We have thousands of active connections, and the server (GPS - Strat 1) is keeping good time, but I just can’t seem to keep a constant connection to the monitoring station.
We’re not experiencing any other network anomalies, and traffic is well below our our line’s capacity.
I’ve been chasing my tail on this most of yesterday and today, but keep coming up empty. Just wondering if anyone has any thoughts on avenues to go down that I may have not yet tried.
So it looked like it was finally going to start behaving again on Sunday… but then the bottom dropped out.
I’m still not experiencing any other network issues, and when I point other external servers to this one, I’m not seeing any connection drops or issues.
Really scratching my head over here on where to look next?
Well, that was interesting… I’m getting error “Could not check NTP status” when I try to add the server. However, my two other servers added in just fine.
This has almost got to be an ISP issue (right?). I’ll try my contact there again.
Thanks @ask , I’ll keep trying to add the server to beta, and keep this updated as findings come in.
Just here to say “me too.” My Dallas Linode is doing ok (score above 10 but seeing more drops than usual), but my server connected through Comcast Business is reported as having all sorts of issues.
Given the heterogenous nature of our affected servers and their myriad paths to the monitoring station, I wonder if it’s a problem with the monitoring station or its ISP.
I updated my first post with a graph that looks further into the past, but you might have to click it since it isn’t served over HTTPS. Both servers were reported as having issues shortly after midnight March 1, but the linode is just less affected.
Hi.
I noticed the same thing myself with two servers in Ireland. One is an EC2 droplet, and the the other is a server behind a business fibre connection. On looking at the monthly system metrics, it is clear that something happened on the 1st of March which affected enough IPv4 servers to register on the overall graph.
Time’s telling us it’s still having issues on the new system. If anyone’s on #ntp on freenode there’s been some talk of it there as well.
EDIT: So people don’t have to check both, I think we’ve identified several affected ISPs:
Linode in Dallas
Comcast in Illinois
Comcast in New Mexico
Centurylink in Colorado
Two providers in Ireland
Someone in IRC mentioned that this happens occasionally, and the culprit is a routing/networking issue between the monitoring station’s ISP and parts of the Internet. If it’s not already being done, is there an admin who can work with the monitoring station’s ISP to look into that? Thanks!
EDIT 2018-03-08
My Comcast is doing better over the last 36+ hours, my Linode is still seesawing up and down.

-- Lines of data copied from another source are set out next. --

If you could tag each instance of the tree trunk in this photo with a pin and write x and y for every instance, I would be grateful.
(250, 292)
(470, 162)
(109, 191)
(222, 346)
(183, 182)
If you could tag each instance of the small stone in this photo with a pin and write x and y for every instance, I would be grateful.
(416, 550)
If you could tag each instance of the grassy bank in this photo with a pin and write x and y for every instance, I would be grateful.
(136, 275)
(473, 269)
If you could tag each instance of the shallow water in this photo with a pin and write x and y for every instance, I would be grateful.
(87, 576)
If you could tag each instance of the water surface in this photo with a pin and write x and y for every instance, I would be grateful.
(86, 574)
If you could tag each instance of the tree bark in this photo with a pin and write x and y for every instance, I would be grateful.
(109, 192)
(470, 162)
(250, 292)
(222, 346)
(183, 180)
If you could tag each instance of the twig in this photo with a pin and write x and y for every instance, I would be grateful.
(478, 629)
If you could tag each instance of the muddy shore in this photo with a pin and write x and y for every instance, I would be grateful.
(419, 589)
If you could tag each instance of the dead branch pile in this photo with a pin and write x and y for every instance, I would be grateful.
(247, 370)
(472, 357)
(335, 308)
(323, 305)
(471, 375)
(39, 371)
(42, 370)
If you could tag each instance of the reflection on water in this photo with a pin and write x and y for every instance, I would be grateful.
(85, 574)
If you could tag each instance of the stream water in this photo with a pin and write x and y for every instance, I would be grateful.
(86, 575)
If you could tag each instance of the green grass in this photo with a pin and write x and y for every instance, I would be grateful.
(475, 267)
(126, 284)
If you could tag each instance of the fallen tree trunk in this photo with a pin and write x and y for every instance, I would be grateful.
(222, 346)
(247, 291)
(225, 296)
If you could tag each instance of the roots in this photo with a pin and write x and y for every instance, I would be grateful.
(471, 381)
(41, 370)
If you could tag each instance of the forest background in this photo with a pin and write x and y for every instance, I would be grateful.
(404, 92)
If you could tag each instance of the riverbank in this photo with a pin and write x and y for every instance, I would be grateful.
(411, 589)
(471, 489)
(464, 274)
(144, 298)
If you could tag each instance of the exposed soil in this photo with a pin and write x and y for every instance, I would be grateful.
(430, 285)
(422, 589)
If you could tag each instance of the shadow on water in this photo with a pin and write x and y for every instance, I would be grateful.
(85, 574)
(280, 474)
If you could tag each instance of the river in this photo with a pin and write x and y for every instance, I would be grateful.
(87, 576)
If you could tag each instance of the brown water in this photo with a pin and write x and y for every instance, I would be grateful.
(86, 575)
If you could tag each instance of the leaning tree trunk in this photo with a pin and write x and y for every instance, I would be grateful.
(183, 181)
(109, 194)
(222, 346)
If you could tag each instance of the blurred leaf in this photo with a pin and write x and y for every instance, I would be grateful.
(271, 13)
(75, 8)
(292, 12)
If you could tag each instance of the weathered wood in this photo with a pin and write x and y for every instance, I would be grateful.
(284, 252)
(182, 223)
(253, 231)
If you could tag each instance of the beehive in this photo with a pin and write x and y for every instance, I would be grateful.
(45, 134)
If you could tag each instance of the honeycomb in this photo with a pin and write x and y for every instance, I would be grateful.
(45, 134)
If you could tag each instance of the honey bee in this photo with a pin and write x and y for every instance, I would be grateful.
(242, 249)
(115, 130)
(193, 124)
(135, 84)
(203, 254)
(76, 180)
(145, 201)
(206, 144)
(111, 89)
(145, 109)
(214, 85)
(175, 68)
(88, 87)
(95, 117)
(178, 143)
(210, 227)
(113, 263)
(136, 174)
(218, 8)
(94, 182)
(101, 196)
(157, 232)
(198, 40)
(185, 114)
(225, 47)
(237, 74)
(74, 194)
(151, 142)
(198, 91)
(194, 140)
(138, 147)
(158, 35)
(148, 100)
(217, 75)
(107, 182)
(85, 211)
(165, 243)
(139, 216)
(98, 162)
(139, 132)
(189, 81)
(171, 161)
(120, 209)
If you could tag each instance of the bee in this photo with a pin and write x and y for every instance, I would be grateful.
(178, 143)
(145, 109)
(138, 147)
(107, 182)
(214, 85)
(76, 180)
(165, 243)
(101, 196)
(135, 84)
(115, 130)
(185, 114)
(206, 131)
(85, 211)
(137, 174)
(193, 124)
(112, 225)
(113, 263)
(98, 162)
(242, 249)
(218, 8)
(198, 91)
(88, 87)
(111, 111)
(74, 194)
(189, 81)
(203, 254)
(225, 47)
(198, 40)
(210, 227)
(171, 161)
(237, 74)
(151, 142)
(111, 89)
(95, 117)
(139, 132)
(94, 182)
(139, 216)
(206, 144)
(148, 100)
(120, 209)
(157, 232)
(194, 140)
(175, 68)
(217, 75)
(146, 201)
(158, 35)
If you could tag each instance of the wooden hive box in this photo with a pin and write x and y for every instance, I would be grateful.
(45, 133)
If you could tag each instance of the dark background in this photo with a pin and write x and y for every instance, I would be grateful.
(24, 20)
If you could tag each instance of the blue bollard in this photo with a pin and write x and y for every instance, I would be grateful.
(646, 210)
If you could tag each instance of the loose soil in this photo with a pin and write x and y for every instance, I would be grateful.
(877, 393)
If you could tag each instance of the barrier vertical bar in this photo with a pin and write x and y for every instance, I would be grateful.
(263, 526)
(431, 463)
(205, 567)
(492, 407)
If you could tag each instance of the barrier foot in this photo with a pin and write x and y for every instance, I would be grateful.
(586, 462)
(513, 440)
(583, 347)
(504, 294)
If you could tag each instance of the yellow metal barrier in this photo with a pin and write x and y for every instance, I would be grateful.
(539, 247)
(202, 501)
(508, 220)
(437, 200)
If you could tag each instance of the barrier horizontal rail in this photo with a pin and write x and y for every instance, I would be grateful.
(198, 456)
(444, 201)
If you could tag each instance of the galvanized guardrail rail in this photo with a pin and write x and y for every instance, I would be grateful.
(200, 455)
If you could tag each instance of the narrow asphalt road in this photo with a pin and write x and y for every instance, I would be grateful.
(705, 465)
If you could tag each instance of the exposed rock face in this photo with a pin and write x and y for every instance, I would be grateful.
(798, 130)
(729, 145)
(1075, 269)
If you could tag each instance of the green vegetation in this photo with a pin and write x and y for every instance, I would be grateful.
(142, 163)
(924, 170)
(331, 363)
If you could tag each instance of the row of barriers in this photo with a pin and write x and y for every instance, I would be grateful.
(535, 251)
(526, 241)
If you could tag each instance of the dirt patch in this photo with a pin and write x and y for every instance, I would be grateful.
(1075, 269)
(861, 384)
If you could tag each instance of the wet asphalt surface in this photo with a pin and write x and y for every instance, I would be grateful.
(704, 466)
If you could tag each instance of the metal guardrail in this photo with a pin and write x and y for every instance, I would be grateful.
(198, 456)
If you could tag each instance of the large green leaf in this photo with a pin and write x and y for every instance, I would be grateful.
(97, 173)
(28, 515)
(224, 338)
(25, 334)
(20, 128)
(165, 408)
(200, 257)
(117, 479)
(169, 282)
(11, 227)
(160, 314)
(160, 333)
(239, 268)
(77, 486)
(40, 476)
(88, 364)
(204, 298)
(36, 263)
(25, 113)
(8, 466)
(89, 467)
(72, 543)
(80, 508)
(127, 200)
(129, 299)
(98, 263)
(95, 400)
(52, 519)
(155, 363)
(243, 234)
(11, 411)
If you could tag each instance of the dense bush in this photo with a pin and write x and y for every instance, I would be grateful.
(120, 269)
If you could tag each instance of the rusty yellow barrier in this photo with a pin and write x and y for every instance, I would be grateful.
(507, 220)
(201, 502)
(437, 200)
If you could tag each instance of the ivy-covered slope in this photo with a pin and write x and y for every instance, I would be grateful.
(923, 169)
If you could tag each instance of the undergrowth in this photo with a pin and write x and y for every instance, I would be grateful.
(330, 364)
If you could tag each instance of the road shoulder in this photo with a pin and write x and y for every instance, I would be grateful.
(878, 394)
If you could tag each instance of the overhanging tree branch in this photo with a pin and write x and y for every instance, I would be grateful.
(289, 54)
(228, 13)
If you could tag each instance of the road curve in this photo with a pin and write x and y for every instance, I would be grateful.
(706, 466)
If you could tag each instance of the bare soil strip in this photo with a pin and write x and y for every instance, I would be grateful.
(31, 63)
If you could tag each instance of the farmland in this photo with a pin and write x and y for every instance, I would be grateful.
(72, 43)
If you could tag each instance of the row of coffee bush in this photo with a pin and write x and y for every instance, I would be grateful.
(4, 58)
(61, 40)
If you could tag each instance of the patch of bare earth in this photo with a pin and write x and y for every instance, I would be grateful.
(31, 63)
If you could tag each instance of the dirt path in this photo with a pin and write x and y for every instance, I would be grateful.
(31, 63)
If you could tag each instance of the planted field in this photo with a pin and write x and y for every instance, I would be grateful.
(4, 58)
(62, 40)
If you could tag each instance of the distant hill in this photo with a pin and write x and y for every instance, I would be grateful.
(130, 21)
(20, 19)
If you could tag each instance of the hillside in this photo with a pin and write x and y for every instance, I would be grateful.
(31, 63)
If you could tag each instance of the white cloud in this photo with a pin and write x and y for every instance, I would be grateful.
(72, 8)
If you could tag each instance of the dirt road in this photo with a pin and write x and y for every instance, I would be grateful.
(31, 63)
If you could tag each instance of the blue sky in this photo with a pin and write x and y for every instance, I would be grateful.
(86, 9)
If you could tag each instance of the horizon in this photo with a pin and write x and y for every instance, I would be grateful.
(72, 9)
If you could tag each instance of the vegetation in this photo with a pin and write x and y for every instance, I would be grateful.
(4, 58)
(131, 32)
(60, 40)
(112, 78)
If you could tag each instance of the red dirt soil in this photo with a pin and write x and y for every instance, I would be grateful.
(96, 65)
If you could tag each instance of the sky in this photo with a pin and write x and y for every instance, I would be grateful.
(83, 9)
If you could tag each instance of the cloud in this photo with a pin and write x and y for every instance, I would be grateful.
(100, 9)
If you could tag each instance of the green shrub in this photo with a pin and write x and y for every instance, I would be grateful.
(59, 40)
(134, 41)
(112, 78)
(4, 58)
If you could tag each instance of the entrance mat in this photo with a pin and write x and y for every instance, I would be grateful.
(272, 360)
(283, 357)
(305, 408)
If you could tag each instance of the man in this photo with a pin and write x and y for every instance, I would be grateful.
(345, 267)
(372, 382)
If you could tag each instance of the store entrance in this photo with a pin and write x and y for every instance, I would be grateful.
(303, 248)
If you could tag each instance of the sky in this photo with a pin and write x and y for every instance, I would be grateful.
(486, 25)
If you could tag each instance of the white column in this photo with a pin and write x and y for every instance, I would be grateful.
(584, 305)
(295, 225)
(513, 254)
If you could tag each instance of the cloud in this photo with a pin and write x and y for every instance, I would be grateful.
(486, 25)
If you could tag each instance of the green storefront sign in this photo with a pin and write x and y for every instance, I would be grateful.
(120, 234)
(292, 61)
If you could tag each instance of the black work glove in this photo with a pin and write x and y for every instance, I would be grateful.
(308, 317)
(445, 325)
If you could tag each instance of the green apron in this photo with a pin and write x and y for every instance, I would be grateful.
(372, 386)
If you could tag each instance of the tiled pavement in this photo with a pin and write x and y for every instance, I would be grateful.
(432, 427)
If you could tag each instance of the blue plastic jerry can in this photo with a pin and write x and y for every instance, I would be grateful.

Ok, more info: the problems seem consistently periodic. Things get better around midnight GMT. This seems consistent over the past four days, even on Wednesday which had a smaller peak.
We’ve definitely gotten more emails like this lately, too. Thank you for putting some dates on it and discussing it here. It’s pretty frustrating.
I haven’t had time to dig through the data to try to figure out what the pattern is. Nothing obvious is standing out. We have lost some servers, but it seems to go up and down day by day – http://www.pool.ntp.org/zone
Eventually I’ll get to adding a “automatic traceroute” feature and some code that’ll correlate network paths automatically. Some day, there’s a lot on the todo list.